LA SEQUÍA DESPLAZÓ EL FIEL DE LA BALANZA

El dólar a $40 no le movió el amperímetro al comercio exterior

El saldo de agosto repitió la historia que se venía dando con el atraso cambiario y siguió en la senda negativa, nada menos que en US$1.127 millones, con lo que en 8 meses el rojo acumula US$7.000 millones. Es cierto que a las exportaciones les falta la soja, a la que la corriente de La Niña le tiró las maldiciones de la sequía hasta que los porotos que no se embarcaron al exterior se recibieron del Norte. La factura de compra de los combustibles llegó con el recargo del barril de USA y, si bien es cierto que se trajeron menos autos que el año pasado, todavía representan el 70% de las alicaídas ventas al mercado interno.
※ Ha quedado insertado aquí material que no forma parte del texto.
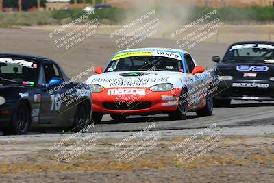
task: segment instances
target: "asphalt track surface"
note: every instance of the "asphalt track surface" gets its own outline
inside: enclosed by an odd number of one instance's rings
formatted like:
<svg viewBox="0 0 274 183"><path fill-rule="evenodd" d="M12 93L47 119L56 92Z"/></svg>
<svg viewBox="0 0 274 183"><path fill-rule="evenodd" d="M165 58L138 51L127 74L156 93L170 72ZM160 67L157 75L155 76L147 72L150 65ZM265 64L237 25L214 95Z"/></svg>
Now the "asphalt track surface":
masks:
<svg viewBox="0 0 274 183"><path fill-rule="evenodd" d="M68 76L85 66L103 66L117 49L108 35L95 34L73 51L60 57L48 38L48 32L20 29L0 29L0 49L2 53L21 53L43 56L56 60ZM210 67L214 64L211 57L223 56L227 45L203 42L188 51L199 64ZM177 48L174 40L151 38L139 47L157 47ZM123 121L114 121L109 115L103 117L94 130L97 132L131 132L155 122L155 130L184 130L200 129L216 123L226 129L228 135L264 134L274 132L274 103L233 101L225 108L215 108L210 117L197 117L188 113L186 120L170 121L166 116L129 117ZM32 134L32 133L31 133ZM115 133L114 133L115 134Z"/></svg>

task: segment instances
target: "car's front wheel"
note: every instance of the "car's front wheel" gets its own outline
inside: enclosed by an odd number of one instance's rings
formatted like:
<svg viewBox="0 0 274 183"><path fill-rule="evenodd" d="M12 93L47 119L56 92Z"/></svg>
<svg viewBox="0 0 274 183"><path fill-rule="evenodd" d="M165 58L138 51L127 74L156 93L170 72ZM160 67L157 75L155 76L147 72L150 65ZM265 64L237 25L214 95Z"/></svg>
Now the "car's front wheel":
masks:
<svg viewBox="0 0 274 183"><path fill-rule="evenodd" d="M211 116L213 111L213 98L212 95L206 96L206 106L196 110L196 114L198 117Z"/></svg>
<svg viewBox="0 0 274 183"><path fill-rule="evenodd" d="M12 117L11 131L15 134L27 132L31 122L29 108L25 102L21 101L15 109Z"/></svg>
<svg viewBox="0 0 274 183"><path fill-rule="evenodd" d="M74 114L73 131L79 131L90 122L90 108L86 101L78 104Z"/></svg>
<svg viewBox="0 0 274 183"><path fill-rule="evenodd" d="M177 110L169 114L169 117L171 119L186 119L188 104L187 99L187 91L185 89L182 89Z"/></svg>
<svg viewBox="0 0 274 183"><path fill-rule="evenodd" d="M213 99L213 103L214 107L225 107L230 105L231 100L219 100Z"/></svg>

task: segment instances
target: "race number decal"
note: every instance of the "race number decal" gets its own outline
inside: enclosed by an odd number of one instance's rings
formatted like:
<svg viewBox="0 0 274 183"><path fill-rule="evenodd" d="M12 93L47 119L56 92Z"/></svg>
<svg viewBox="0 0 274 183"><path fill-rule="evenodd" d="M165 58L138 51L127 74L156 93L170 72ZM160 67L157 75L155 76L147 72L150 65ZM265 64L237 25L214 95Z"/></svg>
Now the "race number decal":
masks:
<svg viewBox="0 0 274 183"><path fill-rule="evenodd" d="M56 95L51 95L51 110L59 110L61 108L62 101L61 101L61 95L59 93Z"/></svg>
<svg viewBox="0 0 274 183"><path fill-rule="evenodd" d="M265 72L269 71L269 67L266 66L250 66L250 65L240 65L237 66L236 70L239 71L257 71Z"/></svg>

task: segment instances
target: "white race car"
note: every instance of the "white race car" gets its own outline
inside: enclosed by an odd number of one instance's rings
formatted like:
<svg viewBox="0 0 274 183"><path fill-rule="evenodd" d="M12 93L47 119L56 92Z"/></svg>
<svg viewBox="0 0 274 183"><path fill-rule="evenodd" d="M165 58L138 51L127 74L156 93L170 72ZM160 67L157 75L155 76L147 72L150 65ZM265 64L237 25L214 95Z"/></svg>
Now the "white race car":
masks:
<svg viewBox="0 0 274 183"><path fill-rule="evenodd" d="M92 90L95 123L110 114L114 120L129 115L166 114L184 119L186 112L211 115L210 74L186 51L144 48L121 51L87 84Z"/></svg>

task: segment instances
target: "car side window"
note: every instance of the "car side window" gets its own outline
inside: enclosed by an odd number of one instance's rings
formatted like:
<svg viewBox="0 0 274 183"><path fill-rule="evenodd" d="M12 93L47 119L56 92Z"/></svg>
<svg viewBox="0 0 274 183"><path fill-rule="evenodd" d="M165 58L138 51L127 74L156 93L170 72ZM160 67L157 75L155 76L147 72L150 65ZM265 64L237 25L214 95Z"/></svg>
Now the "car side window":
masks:
<svg viewBox="0 0 274 183"><path fill-rule="evenodd" d="M45 77L46 83L49 83L51 78L61 78L61 74L59 69L55 64L44 64Z"/></svg>
<svg viewBox="0 0 274 183"><path fill-rule="evenodd" d="M188 73L191 73L193 71L194 68L195 67L195 64L194 64L193 60L190 55L185 55L184 60L186 64L186 72Z"/></svg>

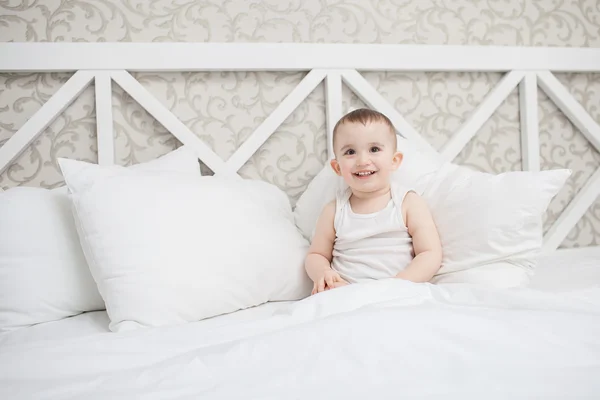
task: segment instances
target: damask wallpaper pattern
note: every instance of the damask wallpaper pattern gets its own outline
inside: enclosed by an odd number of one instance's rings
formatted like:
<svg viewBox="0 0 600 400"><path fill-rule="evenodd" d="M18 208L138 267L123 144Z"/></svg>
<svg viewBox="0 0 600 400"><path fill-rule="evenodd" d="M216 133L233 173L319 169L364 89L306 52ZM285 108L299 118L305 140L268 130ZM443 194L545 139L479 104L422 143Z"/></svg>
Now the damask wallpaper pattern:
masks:
<svg viewBox="0 0 600 400"><path fill-rule="evenodd" d="M597 0L0 0L0 41L333 42L600 47ZM0 74L0 144L70 74ZM229 157L304 73L137 73L134 76L205 140ZM488 73L366 72L376 87L440 148L501 78ZM558 78L600 121L599 74ZM542 168L574 174L545 216L557 218L600 156L541 92ZM344 109L360 106L344 88ZM180 143L113 84L117 162L143 162ZM96 161L93 87L88 88L7 171L0 187L62 184L56 157ZM320 85L243 167L295 203L326 161ZM518 89L459 155L488 172L521 168ZM206 168L205 172L209 173ZM563 243L600 244L600 202Z"/></svg>

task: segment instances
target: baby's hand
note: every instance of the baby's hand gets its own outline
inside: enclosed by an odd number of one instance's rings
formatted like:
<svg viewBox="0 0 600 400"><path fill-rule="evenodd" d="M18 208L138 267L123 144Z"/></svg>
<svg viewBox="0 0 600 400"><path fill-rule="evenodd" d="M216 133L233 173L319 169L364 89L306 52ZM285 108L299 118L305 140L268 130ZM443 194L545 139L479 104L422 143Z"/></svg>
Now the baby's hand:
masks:
<svg viewBox="0 0 600 400"><path fill-rule="evenodd" d="M343 280L340 274L329 269L315 281L311 295L346 285L348 285L348 282Z"/></svg>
Por todo lo que cayó el consumo doméstico, los celulares y electrónica que vienen de afuera se la llevaron de arriba en esta crisis. Los bienes intermedios siguen con b uen ritmo importador, no así los de capital, asociados a la inversión. La radiografía del comercio exterior argentino no da para imaginar una fuente de dólares resultante de la diferencia entre exportaciones e importaciones. A las 1ras. le falta la próxima cosecha y, a las 2das., la recesión les aliviaría algo así como el 60% de lo que necesita la industria para funcionar. Pero, estructuralmente, el modelo de gestión acordado entre el macrismo y el Fondo Monetario Internacional se basa en una refinanciación continua del sobreendeudamiento, con la producción, el salario y el empleo fuera de agenda. La cosecha 2019, en todo caso, podría nivelar la balanza.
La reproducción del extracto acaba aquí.